Я боялся того, что он открыл мне - и более от осознания этого страха, чем от полного понимания, я поверил, что это так. Раз мой разум, эта хитрая змея, так стремился уйти от этого разговора - значит, он был слишком опасен, а опасен, потому что правдив.
В хорошей пьесе часто бывает так, что герой вдруг осознает что-то, переворачивающее его жизнь. Поверьте, в реальности такое тоже сплошь и рядом.

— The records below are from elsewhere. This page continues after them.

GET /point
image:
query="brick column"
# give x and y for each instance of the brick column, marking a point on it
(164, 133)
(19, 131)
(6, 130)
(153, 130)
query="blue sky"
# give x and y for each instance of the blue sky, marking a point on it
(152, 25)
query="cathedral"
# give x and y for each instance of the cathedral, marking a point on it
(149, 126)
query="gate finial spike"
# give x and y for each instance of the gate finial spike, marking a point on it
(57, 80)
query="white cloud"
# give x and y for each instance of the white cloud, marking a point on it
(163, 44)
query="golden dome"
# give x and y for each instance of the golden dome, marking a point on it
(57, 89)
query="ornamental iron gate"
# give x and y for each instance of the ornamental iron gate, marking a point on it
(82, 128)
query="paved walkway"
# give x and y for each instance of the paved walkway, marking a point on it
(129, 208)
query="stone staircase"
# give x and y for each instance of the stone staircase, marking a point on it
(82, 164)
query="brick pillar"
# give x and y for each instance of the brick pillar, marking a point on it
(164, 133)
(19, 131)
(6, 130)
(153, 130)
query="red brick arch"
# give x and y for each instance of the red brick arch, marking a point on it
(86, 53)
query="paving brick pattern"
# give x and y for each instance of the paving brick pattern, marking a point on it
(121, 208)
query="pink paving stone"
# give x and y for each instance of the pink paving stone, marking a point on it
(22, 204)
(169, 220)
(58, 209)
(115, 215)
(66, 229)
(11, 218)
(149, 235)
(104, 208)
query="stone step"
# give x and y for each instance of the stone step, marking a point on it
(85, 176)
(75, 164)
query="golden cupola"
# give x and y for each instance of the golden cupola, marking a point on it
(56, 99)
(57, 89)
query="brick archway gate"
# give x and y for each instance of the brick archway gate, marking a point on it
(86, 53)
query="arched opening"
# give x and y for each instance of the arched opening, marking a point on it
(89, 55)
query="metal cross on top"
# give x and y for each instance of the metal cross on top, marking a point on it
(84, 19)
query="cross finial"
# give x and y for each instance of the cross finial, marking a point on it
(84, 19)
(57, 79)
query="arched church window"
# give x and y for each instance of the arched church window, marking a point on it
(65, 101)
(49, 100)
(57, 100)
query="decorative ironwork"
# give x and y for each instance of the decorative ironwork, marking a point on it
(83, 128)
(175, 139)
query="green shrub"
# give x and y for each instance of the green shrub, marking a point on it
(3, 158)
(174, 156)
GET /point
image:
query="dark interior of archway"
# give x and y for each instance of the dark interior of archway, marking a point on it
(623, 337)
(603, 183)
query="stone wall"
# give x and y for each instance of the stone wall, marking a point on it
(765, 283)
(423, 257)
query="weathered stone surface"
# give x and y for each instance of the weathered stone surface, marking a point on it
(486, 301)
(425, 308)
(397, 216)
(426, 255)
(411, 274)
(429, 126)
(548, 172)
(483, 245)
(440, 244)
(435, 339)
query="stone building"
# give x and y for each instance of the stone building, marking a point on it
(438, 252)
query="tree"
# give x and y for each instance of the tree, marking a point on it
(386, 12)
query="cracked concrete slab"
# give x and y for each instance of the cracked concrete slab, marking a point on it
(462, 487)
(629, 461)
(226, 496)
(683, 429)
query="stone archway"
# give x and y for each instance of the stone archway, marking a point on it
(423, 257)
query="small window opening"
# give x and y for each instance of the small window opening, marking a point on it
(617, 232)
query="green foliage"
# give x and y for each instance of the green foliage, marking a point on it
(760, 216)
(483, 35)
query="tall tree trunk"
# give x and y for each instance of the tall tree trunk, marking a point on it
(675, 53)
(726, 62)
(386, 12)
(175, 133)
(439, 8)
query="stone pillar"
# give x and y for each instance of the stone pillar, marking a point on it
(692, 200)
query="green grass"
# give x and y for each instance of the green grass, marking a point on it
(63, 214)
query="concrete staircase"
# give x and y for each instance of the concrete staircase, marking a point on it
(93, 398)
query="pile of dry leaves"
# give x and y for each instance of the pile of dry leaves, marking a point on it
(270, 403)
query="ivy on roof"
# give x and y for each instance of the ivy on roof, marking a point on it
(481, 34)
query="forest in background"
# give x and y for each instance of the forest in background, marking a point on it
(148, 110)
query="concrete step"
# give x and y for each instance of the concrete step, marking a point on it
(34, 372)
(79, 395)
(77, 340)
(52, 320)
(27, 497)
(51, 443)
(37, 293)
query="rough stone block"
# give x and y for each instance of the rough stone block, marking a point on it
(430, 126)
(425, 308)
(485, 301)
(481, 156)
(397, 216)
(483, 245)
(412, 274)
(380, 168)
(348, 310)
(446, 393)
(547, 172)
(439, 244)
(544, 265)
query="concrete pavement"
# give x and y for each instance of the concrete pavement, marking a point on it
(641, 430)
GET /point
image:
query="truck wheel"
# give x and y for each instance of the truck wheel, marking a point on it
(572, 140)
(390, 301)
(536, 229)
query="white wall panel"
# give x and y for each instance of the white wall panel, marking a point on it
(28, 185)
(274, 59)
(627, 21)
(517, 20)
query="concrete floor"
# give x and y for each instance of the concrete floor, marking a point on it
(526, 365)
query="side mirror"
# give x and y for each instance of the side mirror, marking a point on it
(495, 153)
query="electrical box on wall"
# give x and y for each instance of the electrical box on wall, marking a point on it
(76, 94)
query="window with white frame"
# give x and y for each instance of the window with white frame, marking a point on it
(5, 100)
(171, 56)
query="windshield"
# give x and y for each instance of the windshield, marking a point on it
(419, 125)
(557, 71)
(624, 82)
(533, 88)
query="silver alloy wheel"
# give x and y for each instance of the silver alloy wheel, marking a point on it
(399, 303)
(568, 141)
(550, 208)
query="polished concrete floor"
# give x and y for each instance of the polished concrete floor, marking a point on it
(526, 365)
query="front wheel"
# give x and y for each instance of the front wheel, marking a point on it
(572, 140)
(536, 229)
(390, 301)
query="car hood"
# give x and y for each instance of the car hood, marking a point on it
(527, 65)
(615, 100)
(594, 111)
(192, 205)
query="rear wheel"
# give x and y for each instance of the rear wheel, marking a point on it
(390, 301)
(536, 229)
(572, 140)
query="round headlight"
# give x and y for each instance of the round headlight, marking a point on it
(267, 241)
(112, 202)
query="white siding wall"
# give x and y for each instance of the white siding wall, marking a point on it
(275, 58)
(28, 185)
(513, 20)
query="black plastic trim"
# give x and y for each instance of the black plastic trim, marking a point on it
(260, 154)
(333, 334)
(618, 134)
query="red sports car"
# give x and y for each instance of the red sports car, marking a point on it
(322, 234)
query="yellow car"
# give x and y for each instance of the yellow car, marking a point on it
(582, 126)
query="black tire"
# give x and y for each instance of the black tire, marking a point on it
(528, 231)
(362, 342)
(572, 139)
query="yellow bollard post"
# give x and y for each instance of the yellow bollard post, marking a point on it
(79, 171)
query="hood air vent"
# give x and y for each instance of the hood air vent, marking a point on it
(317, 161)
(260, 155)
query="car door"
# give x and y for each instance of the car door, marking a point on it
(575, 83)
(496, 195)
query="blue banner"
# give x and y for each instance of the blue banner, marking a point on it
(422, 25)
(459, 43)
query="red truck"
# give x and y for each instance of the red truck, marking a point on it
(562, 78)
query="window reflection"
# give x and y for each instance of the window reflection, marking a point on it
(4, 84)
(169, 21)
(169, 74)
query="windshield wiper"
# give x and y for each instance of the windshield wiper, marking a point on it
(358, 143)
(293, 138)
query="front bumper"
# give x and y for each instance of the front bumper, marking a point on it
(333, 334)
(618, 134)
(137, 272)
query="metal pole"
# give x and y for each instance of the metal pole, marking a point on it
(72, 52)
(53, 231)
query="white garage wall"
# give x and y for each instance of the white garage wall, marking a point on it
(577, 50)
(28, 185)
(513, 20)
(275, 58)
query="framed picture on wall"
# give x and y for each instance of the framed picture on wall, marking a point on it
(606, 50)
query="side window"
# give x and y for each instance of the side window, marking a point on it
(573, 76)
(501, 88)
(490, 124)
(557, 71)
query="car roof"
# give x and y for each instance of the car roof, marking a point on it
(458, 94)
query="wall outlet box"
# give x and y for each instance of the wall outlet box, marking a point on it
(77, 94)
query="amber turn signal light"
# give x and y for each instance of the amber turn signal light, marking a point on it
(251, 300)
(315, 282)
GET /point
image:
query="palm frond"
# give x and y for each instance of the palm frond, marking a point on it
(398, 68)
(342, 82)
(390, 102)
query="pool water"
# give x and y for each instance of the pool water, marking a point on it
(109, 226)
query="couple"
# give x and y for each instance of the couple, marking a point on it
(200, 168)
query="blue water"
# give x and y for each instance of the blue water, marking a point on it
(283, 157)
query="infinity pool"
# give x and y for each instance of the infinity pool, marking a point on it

Я вдруг ощутил, что ко мне медленно, но неотвратимо подкрадывается понимание. Начиналось оно с колен, которые вдруг охватила резкая дрожь; я упал, завалился набок, как дерево, прижимая к себе мою девочку. И настолько мощным был этот вал прозрения, что я на миг забыл и о ней, и о себе - оставалось лишь плыть, размахивать руками и ногами, понятия не имея, в какой стороне воздух; меня захлестнуло с головой и потащило вниз, в пучину. Такое простое слово 'понимание', а я задыхался… и как расчетливо, обманчиво медленно оно зрело! Накапливая соки, наливаясь силой… словно оно было рекой, даже речушкой, маленькой, затхлой - но по прошествии времени тучи затягивали небо, наполняя ее исток дождевой водой, с гор сходили лавины, вскрывались родники, повинуясь неспешному движению скал; и каждая утрата моей жизни, каждый вздох и даже самая маленькая радость - добавляли по капле в эту реку. А Цеорис сейчас разрушил плотину.
Я понял… Понял, что бессмертие - не проклятие, не кара, не насмешка Рока, но лишь возможность жить, учиться, понимать и… да, заботиться о ней.